Cuando los talibanes se instalan en... Nicaragua

Daniel Ortega, presidente de Nicaragua, y su esposa y vicepresidenta, Rosario Murillo.

He sentido cierta fatiga en días precedentes con tantos reportajes sobre la penosa situación de Afganistán un año después de la retirada de las tropas de Estados Unidos. Es una triste confirmación fáctica de la percepción casi unánime que se tuvo en 2021, tras la radical decisión del presidente Biden de abandonar a su suerte a aquel país del Asia central.

Quizá no era posible otra solución. Tampoco es fácil discernir en esos casos los límites del neocolonialismo y la defensa de los derechos humanos (universales, por mucho que occidente haya ido por delante en la vigencia y delimitación de esas libertades humanas básicas).
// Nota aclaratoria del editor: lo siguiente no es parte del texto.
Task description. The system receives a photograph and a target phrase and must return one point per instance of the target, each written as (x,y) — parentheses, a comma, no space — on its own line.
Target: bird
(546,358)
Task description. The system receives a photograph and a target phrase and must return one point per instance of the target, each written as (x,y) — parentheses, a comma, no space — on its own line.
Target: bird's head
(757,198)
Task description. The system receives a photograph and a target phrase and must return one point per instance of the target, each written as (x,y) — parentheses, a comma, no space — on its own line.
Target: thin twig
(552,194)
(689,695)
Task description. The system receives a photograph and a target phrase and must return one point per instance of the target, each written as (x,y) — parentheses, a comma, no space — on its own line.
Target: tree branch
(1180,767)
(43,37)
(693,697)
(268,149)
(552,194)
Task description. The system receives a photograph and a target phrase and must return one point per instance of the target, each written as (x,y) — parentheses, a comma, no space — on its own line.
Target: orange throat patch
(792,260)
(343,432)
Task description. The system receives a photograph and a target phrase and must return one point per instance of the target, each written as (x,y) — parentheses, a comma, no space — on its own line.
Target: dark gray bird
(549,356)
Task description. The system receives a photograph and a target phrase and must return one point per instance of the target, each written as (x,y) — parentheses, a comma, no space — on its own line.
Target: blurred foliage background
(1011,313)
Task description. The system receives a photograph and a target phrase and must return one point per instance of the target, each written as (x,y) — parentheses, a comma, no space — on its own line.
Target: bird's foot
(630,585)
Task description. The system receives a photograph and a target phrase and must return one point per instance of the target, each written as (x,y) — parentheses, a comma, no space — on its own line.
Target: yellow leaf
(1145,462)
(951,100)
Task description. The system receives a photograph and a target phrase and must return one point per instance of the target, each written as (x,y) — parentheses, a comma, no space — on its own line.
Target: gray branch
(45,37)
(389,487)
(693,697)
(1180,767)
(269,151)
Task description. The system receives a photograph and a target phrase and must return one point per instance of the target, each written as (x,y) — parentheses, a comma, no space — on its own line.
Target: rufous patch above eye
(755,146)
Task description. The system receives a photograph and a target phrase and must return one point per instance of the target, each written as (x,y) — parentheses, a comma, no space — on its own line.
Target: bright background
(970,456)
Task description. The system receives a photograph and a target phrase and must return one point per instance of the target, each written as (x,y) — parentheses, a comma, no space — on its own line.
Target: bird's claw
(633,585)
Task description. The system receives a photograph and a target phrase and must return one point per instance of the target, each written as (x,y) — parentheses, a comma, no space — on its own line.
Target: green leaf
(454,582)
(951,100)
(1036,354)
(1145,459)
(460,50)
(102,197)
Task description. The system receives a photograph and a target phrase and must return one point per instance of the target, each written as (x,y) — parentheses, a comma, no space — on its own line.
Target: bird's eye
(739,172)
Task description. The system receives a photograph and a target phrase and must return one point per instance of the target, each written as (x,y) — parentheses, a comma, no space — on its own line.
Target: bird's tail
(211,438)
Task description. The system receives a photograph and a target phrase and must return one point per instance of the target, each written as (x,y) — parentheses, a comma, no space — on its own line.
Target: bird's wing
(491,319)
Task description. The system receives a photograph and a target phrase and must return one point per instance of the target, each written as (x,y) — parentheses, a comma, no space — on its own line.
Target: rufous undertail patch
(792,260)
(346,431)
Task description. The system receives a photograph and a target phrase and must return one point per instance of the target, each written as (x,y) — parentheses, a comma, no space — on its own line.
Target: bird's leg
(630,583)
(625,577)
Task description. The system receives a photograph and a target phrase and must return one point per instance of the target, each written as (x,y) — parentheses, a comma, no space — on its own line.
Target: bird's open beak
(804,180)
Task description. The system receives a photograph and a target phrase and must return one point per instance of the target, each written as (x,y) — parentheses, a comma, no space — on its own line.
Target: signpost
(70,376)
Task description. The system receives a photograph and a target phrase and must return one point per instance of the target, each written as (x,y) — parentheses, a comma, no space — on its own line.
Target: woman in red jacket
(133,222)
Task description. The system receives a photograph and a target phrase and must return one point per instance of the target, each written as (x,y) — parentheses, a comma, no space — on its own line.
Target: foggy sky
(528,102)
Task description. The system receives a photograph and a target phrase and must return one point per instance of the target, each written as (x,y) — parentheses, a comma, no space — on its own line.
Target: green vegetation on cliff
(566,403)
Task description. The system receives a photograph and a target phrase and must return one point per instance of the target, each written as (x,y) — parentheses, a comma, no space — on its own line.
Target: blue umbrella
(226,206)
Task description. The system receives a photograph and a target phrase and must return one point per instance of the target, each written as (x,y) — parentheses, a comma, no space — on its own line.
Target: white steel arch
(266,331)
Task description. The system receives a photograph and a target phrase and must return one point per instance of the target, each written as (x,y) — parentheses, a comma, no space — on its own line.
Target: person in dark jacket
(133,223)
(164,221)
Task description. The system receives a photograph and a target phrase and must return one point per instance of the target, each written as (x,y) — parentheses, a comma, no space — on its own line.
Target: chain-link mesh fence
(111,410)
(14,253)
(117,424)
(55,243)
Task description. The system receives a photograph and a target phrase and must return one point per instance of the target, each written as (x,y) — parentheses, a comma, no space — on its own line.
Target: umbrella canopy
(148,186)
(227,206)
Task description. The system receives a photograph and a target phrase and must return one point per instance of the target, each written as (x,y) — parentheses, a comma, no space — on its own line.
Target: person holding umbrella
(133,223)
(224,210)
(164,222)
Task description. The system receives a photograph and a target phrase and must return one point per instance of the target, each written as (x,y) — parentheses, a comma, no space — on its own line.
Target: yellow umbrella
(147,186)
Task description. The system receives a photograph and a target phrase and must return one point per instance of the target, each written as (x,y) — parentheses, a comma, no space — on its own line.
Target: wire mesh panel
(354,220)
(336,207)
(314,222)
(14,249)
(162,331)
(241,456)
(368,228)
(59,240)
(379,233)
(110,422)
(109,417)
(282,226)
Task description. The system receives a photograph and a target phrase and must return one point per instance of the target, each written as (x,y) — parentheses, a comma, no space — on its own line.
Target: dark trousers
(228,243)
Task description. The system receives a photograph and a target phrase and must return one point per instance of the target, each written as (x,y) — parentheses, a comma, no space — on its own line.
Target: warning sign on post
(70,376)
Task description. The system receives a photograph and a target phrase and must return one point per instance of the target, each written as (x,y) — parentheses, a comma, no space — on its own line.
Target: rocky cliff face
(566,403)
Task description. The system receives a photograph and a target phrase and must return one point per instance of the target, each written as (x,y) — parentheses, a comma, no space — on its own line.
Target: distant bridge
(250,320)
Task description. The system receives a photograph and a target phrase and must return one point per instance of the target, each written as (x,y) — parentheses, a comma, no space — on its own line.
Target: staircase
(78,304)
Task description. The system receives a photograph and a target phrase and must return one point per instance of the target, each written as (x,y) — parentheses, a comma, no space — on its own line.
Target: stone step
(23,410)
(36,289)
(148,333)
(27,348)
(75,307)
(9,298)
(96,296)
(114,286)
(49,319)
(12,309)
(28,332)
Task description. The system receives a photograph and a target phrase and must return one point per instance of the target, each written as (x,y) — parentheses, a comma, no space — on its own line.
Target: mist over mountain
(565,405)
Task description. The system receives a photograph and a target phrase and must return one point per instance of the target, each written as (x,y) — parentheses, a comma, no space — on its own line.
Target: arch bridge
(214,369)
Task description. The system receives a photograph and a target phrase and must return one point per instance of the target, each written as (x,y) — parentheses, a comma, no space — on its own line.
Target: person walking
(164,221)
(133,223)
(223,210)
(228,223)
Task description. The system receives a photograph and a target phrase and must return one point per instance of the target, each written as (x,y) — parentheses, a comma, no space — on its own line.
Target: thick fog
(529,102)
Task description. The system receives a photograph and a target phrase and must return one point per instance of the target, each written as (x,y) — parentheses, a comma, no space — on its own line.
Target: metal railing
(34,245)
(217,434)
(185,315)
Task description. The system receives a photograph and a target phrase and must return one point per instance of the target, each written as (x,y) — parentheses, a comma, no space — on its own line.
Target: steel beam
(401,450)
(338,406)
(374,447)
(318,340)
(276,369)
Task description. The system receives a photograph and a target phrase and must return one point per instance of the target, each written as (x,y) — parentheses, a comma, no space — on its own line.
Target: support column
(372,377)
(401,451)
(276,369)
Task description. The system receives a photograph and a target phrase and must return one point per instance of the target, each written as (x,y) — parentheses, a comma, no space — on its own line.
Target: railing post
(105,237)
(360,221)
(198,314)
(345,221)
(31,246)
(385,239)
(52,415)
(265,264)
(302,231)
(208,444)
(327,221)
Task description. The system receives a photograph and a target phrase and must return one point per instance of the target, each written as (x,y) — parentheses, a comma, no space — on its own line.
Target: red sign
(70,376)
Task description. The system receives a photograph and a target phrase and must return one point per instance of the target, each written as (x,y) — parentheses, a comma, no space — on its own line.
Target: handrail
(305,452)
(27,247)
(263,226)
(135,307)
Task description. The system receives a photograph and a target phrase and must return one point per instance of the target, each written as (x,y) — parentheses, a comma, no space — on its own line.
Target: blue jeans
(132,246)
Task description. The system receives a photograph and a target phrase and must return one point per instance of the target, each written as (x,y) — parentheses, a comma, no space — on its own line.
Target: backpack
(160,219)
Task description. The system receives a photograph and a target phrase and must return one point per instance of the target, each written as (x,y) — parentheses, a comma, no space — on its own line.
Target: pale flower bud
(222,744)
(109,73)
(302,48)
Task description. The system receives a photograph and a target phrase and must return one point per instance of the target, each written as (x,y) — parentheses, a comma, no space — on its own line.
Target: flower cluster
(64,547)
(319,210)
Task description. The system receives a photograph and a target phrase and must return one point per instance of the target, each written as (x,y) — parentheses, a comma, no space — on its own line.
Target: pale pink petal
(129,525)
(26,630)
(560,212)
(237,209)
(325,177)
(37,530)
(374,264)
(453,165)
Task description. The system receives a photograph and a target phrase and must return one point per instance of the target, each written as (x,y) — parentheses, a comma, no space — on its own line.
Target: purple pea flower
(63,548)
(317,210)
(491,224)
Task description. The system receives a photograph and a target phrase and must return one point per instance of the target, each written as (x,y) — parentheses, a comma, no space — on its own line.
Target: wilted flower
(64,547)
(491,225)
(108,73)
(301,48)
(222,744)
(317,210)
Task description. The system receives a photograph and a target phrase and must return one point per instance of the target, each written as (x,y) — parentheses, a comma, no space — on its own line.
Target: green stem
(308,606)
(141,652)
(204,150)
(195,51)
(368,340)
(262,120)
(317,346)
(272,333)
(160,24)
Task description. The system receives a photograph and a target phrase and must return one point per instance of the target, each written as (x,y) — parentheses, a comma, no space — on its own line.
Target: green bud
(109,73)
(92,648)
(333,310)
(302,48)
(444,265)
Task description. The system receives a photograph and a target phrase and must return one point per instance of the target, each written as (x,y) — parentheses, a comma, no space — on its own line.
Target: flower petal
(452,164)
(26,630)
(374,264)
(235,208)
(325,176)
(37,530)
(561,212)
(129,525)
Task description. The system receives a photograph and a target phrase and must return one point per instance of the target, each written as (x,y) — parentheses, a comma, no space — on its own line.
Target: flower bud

Pero la ONU y las demás organizaciones internacionales encallan al intentar dilucidar los hechos, porque se interpone el gran fundamento moderno del Estado absoluto: la soberanía nacional.

Sólo dirigentes de países que siguen siendo absolutistas saltan con facilidad ese muro, también porque no suelen permitir que exista en la práctica una oposición democrática real que asegure el estado de derecho. Basta mencionar la decisión de Putin de hacerse por la fuerza con Crimea, continuada ahora –vista la casi inexistente reacción de las grandes potencias y la inoperancia del consejo de seguridad de la ONU, paralizado por el veto- en la guerra contra Ucrania. Algo semejante, aunque con otros matices, lleva adelante el presidente turco Erdogan contra los kurdos aprovechando el conflicto de Siria.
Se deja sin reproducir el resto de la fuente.